Manche von ihnen haben tatsächlich noch die Unverfrorenheit, sauer zu reagieren, wenn wir Ihnen sagen, sie müssten nach einem positiven Befund für die nächsten zwei Wochen Quarantäne halten. Letztens meinte eines der Lämmchen sogar, seine Oma habe doch schon ihr Leben gelebt, während es selbst noch so jung sei und ein Recht auf Party habe. – Da war ich dann wirklich sprachlos.
Wenn ich mir die Berichte von polizeilich gestoppten Partys anschaue, dann weiß ich genau, dass es die vom hohen Norden bis in den tiefsten Süden quer durch das ganze Land gibt – überall! Und deshalb können Politiker beschließen und verkünden, was sie wollen – letztlich ist es fast egal, weil keine Maßnahme zur Regulierung des öffentlichen Lebens bei Abertausenden privater Treffen wirklich effektiv sein kann.
Gleiches gilt auch für die Tests. Testen, testen, testen! Aber wer lässt sich denn freiwillig testen? Das sind nach unserer Erfahrung vor allem diejenigen Menschen, die sich von Berufs wegen oder aus Sorge um zu pflegende Personen oder Großeltern, Enkelkinder etc. derart verantwortungsvoll verhalten. Dazu kommen noch diejenigen, die ihrem Körper und ihrer Gesundheit immer schon große Aufmerksamkeit geschenkt haben, Menschen, die sensibel auf mögliche Krankheitssymptome reagieren. Sorry, aber ich fürchte, es wird im Großen und Ganzen vor allem eine Gruppe geprüft, deren Verhalten sowieso schon von Eigenverantwortung geprägt ist. Weniger oder gar nicht erreicht werden dagegen diejenigen, die das wesentlich größere Gefahrenpotenzial darstellen. Die Testkampagne ist gut gemeint und gut gedacht, aber solange sie auf Freiwilligkeit setzt, werden wichtige Zielgruppen nicht erreicht.

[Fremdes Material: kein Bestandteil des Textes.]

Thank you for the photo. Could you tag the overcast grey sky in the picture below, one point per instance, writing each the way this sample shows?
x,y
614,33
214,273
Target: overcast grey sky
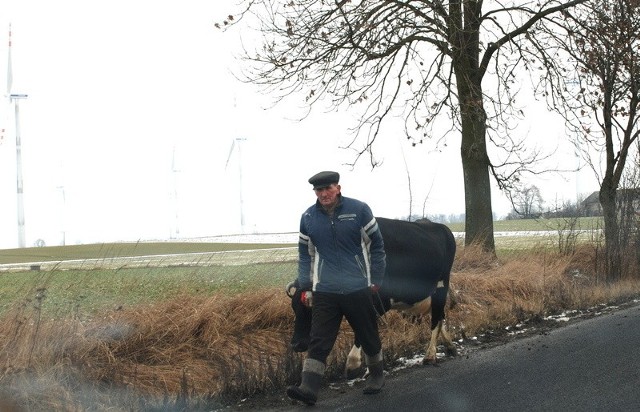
x,y
131,114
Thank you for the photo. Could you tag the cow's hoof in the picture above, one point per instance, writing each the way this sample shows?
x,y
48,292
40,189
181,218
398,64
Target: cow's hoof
x,y
354,373
299,346
452,351
299,394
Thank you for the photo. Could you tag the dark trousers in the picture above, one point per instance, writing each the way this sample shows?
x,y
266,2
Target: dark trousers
x,y
328,311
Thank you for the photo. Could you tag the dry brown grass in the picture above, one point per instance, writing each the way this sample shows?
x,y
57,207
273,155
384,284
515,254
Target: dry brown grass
x,y
198,349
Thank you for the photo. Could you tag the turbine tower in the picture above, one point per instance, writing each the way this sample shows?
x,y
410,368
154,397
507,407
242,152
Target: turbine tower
x,y
15,99
175,231
237,143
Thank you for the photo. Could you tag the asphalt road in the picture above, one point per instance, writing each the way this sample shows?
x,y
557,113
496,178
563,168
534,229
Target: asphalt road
x,y
588,365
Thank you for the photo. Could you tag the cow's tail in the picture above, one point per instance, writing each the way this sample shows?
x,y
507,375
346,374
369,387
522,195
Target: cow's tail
x,y
442,289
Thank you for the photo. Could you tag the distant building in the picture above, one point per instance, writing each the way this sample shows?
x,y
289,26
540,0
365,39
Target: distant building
x,y
592,206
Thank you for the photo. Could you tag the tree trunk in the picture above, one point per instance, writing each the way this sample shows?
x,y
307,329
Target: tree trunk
x,y
613,258
464,28
477,183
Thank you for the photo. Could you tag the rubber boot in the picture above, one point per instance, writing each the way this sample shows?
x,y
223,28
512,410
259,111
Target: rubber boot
x,y
375,379
312,374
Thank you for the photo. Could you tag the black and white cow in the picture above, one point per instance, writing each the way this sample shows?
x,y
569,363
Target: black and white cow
x,y
419,260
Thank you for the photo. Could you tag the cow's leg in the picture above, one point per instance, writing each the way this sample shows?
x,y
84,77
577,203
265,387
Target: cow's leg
x,y
301,324
353,366
438,329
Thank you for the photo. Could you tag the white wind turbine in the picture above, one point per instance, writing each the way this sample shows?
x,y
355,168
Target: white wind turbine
x,y
175,231
15,99
237,143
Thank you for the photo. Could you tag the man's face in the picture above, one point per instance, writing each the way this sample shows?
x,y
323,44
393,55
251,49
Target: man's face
x,y
328,196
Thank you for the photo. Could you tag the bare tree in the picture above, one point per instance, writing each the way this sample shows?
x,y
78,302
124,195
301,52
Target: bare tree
x,y
598,93
527,202
424,59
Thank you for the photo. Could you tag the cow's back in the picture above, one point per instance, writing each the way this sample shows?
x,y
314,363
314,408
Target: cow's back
x,y
419,255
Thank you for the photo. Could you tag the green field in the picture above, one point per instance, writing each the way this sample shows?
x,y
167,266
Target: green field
x,y
87,291
108,250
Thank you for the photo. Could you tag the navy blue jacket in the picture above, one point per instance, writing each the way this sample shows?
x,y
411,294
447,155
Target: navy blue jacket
x,y
342,253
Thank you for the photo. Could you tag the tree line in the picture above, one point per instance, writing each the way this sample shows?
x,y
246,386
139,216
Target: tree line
x,y
454,68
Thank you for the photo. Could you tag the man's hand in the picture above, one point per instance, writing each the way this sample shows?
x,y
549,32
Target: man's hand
x,y
307,298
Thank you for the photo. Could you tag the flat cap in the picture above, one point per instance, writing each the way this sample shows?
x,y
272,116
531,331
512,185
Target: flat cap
x,y
324,179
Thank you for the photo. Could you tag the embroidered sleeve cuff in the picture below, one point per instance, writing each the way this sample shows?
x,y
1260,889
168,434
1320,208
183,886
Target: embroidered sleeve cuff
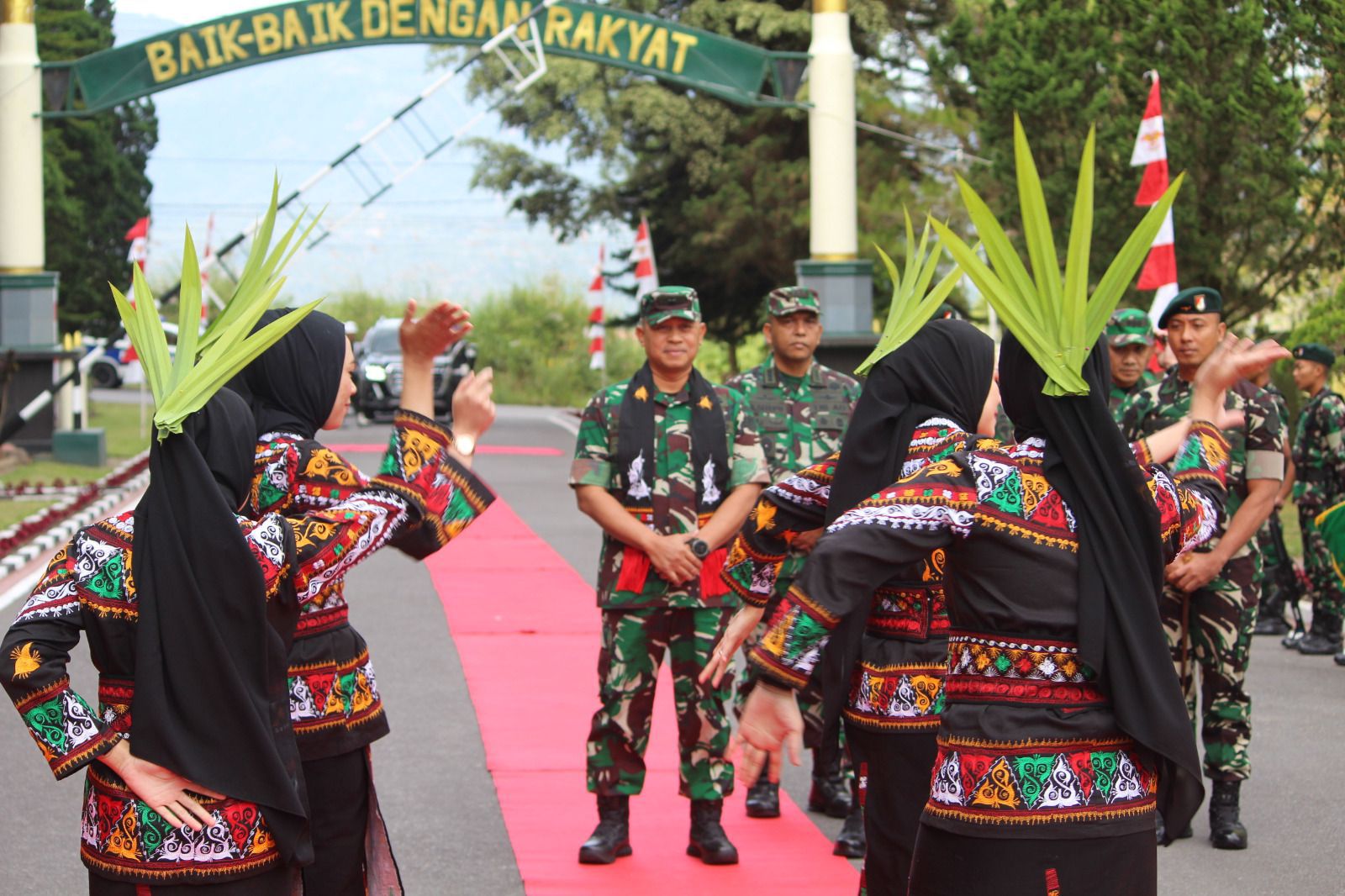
x,y
69,734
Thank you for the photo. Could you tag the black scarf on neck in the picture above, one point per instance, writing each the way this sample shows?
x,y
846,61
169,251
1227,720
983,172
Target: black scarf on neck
x,y
1121,568
636,445
210,698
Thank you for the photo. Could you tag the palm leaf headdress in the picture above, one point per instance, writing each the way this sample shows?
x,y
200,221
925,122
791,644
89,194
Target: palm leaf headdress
x,y
1053,319
911,306
183,383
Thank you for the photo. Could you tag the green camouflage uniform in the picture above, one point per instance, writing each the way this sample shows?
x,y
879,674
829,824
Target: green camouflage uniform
x,y
1129,327
1219,616
1320,483
683,620
802,421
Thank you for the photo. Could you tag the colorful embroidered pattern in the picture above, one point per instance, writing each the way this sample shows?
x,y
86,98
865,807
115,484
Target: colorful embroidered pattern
x,y
121,835
327,694
1040,782
907,697
910,614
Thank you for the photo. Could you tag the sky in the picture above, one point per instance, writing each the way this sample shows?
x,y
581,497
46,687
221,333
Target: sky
x,y
221,140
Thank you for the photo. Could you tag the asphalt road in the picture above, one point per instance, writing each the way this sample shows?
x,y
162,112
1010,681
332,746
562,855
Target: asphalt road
x,y
440,802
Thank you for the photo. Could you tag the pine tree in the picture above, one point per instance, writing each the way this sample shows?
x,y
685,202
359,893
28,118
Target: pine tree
x,y
93,174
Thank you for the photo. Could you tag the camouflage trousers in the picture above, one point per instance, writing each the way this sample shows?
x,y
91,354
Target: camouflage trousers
x,y
634,642
1217,625
1317,562
820,734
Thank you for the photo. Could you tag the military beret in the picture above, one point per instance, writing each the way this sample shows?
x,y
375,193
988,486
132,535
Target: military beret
x,y
659,304
1315,351
1129,327
1196,300
786,300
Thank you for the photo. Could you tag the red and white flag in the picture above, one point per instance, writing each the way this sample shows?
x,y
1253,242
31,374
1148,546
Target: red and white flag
x,y
598,331
646,271
139,240
1160,272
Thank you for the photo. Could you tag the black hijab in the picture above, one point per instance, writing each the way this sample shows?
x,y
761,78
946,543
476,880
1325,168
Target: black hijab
x,y
1121,569
210,698
943,370
293,387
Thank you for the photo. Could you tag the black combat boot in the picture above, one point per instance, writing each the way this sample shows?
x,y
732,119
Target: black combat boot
x,y
1226,831
852,842
763,799
709,842
831,794
1325,636
611,838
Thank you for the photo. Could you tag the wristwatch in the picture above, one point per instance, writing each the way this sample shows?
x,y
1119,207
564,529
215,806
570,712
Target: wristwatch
x,y
464,445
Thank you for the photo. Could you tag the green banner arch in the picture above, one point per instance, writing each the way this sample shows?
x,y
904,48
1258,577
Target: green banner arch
x,y
699,60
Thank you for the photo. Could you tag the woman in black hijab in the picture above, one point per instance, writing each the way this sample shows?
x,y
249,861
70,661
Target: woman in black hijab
x,y
188,611
1064,728
298,387
883,667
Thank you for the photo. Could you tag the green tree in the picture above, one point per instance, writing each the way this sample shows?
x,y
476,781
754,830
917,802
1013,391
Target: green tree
x,y
725,187
93,174
1248,92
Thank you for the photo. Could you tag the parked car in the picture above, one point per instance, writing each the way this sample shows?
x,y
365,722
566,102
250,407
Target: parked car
x,y
378,372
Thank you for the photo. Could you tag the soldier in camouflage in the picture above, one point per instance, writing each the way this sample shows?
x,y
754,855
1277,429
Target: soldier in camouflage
x,y
1130,340
1320,483
669,466
1210,603
802,409
1278,582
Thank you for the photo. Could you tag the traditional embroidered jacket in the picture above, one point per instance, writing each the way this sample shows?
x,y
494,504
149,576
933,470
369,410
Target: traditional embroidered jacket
x,y
87,588
295,477
625,580
1028,743
898,683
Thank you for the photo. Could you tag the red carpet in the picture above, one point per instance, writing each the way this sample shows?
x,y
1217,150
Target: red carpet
x,y
526,627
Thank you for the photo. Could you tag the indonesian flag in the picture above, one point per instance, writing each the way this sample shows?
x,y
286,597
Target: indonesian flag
x,y
646,272
596,331
139,240
1160,271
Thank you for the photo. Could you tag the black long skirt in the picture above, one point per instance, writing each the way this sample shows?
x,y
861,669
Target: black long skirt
x,y
950,864
894,777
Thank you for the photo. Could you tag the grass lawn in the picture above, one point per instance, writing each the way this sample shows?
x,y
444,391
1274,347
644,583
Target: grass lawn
x,y
121,425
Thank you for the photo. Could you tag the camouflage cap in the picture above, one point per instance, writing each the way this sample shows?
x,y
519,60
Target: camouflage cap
x,y
786,300
1129,327
1315,351
1196,300
670,302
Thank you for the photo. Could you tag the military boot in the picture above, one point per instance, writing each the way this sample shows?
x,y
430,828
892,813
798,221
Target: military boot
x,y
709,842
611,838
852,841
763,799
1325,636
1226,831
831,794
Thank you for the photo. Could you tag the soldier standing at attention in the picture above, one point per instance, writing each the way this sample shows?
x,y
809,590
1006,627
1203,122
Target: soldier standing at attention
x,y
1130,340
669,466
1210,602
802,409
1320,483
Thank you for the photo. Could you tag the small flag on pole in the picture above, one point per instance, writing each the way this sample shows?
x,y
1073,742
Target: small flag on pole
x,y
139,240
646,271
596,331
1160,272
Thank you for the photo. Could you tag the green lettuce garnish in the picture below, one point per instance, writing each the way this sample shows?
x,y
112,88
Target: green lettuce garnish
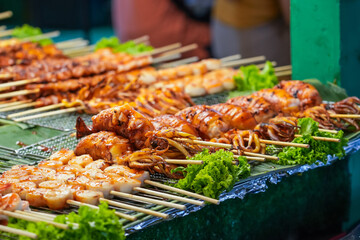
x,y
215,175
100,224
250,78
26,31
319,150
128,47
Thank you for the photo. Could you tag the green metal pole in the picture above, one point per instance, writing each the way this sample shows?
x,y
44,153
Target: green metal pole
x,y
315,39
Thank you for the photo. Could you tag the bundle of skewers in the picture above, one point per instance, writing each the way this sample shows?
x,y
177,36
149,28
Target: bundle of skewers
x,y
111,88
124,144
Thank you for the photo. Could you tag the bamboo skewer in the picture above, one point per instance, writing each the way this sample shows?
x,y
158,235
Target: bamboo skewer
x,y
230,58
169,196
77,42
18,93
18,106
244,61
18,83
32,219
180,50
18,232
10,104
328,130
6,33
41,109
165,58
260,159
85,49
345,115
48,215
134,208
283,68
141,39
119,214
191,194
183,161
262,65
326,139
52,113
148,200
179,62
230,146
41,36
5,76
261,155
6,14
283,73
31,214
160,50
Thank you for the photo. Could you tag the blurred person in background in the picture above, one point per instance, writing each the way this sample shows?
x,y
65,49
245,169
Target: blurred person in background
x,y
252,28
165,21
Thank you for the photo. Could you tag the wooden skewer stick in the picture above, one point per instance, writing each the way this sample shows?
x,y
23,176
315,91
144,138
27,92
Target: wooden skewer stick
x,y
345,115
328,130
262,65
183,161
283,73
326,139
5,76
72,43
180,50
33,219
160,50
169,196
6,33
119,214
6,14
48,114
230,146
179,62
141,39
48,215
31,214
10,104
18,83
18,93
134,208
181,191
19,106
18,232
42,36
148,200
36,110
261,155
244,61
230,58
165,58
79,50
281,143
283,68
259,159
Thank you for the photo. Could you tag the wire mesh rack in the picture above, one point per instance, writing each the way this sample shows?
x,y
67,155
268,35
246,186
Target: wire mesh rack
x,y
66,121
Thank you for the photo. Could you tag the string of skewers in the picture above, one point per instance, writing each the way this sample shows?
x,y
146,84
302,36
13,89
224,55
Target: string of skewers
x,y
125,87
123,144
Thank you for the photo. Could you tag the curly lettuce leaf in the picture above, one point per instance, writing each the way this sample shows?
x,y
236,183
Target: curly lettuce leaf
x,y
100,224
26,31
215,175
251,78
129,47
318,151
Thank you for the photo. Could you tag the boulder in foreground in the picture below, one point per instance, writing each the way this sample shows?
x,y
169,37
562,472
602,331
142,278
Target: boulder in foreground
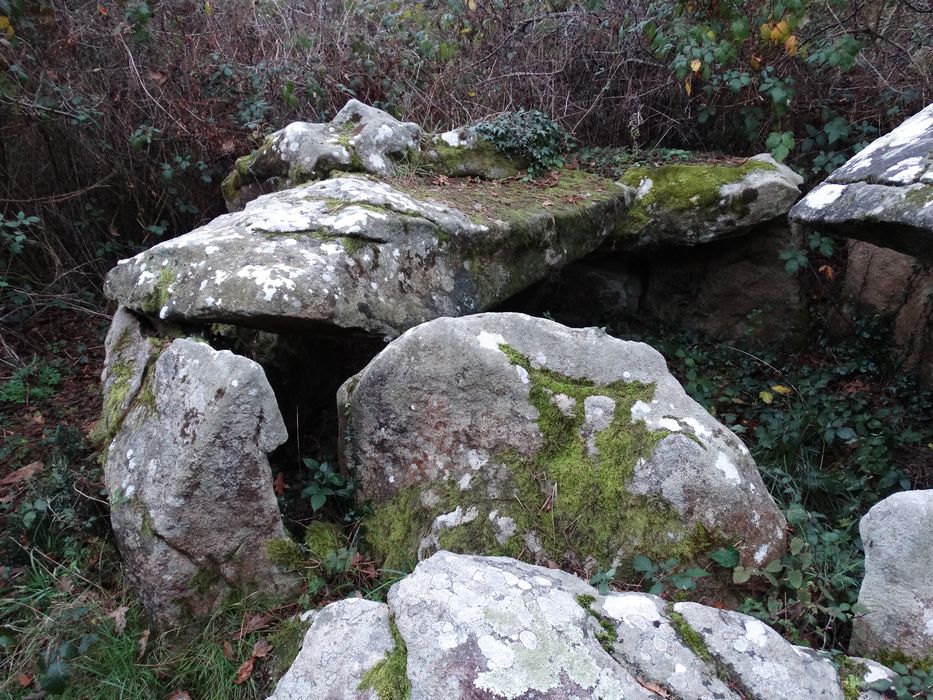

Außerdem: Egal, ob freiwillig oder nicht, stellen Tests ja immer nur eine Momentaufnahme dar. Bereits einen Tag später kann die negativ getestete Person bereits positiv sein, wiegt sich aber in einer manchmal sehr trügerischen Sicherheit, statt sich weiter an die AHA-Regeln zu halten. Ich habe für Kontakte, Party und Spaß sehr viel Verständnis, denn es sind zutiefst menschliche Bedürfnisse und Verhaltensweisen, die einen wesentlichen und wundervollen Teil unseres Lebens ausmachen. Aber Rechte bedeuten gleichzeitig auch Pflichten: nämlich uns selbst und andere zu schützen. Die Pflichten aber vergessen wir nur zu gerne.
Bei uns heißt es, insbesondere jetzt im Wahlkampf, immer nur, die Politiker seien schuld, aber tatsächlich liegt ein Großteil der Verantwortung bei jedem Einzelnen. Bei jedem neuen Lockdown wird der Schuldige in Berlin gesucht. Es ist ja so bequem, immer andere verantwortlich zu machen, statt mit einem kritischen Blick in den Spiegel zu schauen. Leider ist dagegen wenig zu machen, denn eine totale Überwachung in Form eines omnipräsenten Polizeistaates will nun ganz sicher auch keiner.